Under the ADA, employers must engage in an interactive process with the employee to determine whether the employee can perform the essential functions of the job with or without reasonable accommodation. Sabrina had performed her essential job functions for many years. In her last couple of years of employment, her performance suffered, but we would have had to prove that she no longer met the essential job functions. We had some documentation of poor performance, but much of the problem was behavioral, rather than low productivity.

Moreover, we would have had to prove that we attempted reasonable accommodation to get her to do her essential job functions. Her job primarily involved processing paper. She might have been able to do that.
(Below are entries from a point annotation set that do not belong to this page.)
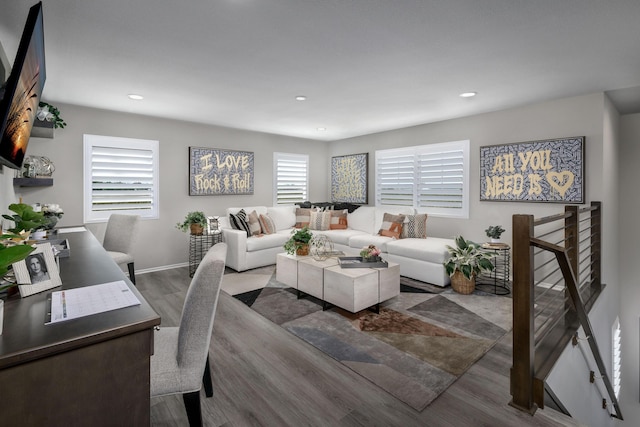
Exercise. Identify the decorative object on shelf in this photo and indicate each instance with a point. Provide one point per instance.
(298, 243)
(466, 261)
(38, 167)
(52, 213)
(193, 221)
(49, 113)
(25, 218)
(370, 254)
(494, 232)
(321, 247)
(213, 225)
(349, 178)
But communications with coworkers in her own and other departments were also critical, and her workplace relationships were broken by her odd behavior. We had not suggested any accommodations to Sabrina, because we had no diagnosis and no understanding of what might help her. On the other hand, she had not suggested any accommodations to us either—she denied she had any problems, and blamed everything on her managers and coworkers.

The medical leaves we put her on were the only way we felt we could get Sabrina to take the situation seriously. Ultimately, even the leaves did not get her to provide us with any information about accommodations. What if her doctor had told us that Sabrina could work from home, or could work in an isolated environment? Could we have accommodated these proposals? We might have at least had to try.

No one wanted to fire Sabrina, but the company also did not want to put up with the disruptive behavior in her department. We decided it was the best course of action. But I’ve always wondered what happened to Sabrina.

When have you confronted mental illness in the workplace? How did you handle it?